According to those unnamed officials, Lubitz also was being treated for psychological issues. Other media reports indicate he was treated for depression.

Lubitz had a girlfriend, a teacher at a school in Dusseldorf not far from his apartment, according to German media.

Ripped up medical notes
Lubitz passed his annual pilot recertification medical examination in summer 2014, a German aviation source told CNN.

An official with Lufthansa, which owns Germanwings, said that the exam only tests physical health, not psychological health, and that if Lubitz had vision problems, it would have been discovered during the tests.

The official also said that the company was never given any indication Lubitz was depressed, and that if he went to a doctor on his own, he would have been required to self-report if deemed unfit to fly.

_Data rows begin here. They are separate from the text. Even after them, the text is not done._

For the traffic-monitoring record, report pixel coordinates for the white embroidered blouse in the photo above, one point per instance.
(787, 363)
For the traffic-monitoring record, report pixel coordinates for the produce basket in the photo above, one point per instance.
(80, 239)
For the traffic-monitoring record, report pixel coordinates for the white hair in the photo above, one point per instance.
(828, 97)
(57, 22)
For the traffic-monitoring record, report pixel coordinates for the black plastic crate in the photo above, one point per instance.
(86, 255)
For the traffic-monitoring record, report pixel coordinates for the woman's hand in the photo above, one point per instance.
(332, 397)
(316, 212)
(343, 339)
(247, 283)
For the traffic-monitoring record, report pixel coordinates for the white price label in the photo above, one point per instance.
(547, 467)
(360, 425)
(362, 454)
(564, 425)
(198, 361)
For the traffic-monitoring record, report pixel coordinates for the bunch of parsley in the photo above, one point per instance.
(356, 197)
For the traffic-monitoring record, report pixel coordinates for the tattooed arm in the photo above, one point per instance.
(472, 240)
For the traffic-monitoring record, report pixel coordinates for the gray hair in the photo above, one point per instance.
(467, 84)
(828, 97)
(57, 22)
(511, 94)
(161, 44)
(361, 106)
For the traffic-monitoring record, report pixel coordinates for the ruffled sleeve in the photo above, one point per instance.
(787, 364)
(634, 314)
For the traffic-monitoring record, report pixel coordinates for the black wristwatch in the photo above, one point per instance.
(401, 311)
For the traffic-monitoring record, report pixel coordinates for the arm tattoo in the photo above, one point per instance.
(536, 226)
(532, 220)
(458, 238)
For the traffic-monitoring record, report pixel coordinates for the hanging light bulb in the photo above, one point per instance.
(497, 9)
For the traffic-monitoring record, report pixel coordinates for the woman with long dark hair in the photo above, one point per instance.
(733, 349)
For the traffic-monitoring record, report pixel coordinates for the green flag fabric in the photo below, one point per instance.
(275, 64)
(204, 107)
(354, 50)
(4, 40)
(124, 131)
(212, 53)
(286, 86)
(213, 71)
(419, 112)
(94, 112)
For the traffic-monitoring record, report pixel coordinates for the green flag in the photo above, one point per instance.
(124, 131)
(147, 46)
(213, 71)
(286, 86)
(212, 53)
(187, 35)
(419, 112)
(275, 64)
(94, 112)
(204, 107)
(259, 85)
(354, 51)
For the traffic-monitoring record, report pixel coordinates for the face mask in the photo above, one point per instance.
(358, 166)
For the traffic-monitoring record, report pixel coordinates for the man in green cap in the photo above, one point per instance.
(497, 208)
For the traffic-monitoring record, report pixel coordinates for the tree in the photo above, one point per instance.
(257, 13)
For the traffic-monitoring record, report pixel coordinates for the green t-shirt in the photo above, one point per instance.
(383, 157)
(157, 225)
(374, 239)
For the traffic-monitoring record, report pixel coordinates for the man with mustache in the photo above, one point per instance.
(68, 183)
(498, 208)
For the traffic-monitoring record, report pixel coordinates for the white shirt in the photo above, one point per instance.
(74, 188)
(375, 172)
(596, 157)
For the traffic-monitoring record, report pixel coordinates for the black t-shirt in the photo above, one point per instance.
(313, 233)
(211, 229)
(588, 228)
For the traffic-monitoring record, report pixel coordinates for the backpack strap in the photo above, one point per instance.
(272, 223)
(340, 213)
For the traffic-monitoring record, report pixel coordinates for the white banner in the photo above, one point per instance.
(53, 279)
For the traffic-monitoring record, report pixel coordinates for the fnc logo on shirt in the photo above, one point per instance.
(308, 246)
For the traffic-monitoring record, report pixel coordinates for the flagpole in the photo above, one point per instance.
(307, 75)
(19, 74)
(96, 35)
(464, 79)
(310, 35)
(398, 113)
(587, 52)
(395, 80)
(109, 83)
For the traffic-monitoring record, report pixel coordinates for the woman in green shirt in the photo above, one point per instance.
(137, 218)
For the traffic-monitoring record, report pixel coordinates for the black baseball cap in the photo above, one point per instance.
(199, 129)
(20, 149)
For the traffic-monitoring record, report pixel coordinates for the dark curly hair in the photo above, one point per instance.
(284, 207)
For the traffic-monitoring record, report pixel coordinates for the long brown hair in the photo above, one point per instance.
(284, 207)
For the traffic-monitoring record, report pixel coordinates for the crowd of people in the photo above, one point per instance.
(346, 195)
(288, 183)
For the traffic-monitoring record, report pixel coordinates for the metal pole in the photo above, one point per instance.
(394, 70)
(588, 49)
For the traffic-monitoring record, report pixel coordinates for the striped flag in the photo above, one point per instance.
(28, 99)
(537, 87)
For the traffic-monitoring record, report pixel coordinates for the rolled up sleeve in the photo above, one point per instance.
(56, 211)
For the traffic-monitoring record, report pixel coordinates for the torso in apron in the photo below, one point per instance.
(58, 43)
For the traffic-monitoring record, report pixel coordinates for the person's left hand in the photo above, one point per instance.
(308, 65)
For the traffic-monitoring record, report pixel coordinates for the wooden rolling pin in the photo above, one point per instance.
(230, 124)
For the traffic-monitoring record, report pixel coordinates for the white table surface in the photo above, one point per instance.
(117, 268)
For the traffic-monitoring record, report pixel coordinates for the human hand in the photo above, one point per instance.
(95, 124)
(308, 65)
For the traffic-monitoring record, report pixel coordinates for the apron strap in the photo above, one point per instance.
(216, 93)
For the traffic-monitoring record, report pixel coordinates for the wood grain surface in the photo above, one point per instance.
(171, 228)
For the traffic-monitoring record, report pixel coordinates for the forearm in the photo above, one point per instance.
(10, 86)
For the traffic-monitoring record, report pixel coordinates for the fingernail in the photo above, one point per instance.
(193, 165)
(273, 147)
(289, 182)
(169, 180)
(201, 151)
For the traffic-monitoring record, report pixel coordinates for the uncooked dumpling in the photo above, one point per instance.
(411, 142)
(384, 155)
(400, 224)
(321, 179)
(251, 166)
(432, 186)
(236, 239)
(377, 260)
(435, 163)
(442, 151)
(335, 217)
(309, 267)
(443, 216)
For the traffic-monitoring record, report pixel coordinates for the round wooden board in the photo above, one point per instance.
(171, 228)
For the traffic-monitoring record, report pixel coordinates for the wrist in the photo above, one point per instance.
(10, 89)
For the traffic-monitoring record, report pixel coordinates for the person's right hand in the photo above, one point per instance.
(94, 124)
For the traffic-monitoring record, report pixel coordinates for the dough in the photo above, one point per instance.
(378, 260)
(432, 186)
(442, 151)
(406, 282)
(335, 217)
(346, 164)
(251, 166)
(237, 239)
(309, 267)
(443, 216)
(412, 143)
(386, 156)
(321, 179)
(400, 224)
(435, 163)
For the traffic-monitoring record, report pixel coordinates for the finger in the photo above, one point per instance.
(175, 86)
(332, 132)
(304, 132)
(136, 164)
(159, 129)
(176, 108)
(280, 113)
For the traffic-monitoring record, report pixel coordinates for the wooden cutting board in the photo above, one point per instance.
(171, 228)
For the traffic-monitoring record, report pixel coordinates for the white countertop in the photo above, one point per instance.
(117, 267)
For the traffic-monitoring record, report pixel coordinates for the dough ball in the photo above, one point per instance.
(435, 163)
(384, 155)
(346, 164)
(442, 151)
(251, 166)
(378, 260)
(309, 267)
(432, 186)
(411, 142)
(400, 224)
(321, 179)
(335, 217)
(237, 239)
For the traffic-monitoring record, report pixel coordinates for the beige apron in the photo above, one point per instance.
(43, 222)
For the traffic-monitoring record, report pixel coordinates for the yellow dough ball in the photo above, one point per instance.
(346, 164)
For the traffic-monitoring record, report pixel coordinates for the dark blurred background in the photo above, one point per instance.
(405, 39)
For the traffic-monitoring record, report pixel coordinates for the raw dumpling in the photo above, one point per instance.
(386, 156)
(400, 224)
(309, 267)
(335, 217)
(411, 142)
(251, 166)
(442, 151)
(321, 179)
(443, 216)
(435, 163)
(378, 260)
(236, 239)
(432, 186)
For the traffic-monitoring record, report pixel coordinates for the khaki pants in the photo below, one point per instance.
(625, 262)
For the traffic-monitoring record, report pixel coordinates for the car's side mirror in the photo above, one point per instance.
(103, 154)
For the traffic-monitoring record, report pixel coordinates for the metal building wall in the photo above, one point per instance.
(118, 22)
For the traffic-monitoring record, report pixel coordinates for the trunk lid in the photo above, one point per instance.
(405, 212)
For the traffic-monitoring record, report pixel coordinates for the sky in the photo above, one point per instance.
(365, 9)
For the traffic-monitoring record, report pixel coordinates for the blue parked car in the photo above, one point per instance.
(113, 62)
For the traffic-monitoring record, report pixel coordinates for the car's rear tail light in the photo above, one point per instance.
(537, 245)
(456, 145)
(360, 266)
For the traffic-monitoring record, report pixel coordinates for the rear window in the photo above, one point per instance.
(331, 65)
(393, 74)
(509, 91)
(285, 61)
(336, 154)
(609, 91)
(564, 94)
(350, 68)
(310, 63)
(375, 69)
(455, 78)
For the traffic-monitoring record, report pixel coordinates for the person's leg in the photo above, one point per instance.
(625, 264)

A Dusseldorf clinic said he’d gone there twice, most recently on March 10, “concerning a diagnosis.” But the University Clinic said it had not treated Lubitz for depression.

German investigators said they still have interviews and other work to do before they can reveal what they gleaned from the records found in the apartment and at his parents’ home in the town of Montabaur.

But the fact that investigators found “ripped, recent medical leave notes, including for the day of the offense, leads to the preliminary conclusion that the deceased kept his illness secret from his employer and his professional environment,” prosecutors said.

Germanwings corroborated that assertion, saying it had never received a sick note from Lubitz.

No scenario ruled out
Jean Pierre Michel, lead investigator for the French inquiry, said on Saturday that he could not yet address reports of Lubitz’s possible mental illness.

But Michel also said investigators weren’t ruling any scenario out at this point.

Although search teams have recovered the cockpit voice recorder, the flight data recorder remains missing. That device could reveal crucial details about what happened during the final moments of the flight.

The French Defense Ministry said in a statement that it sent a fighter jet and a helicopter to the area of the crash site after losing radio contact with the airliner.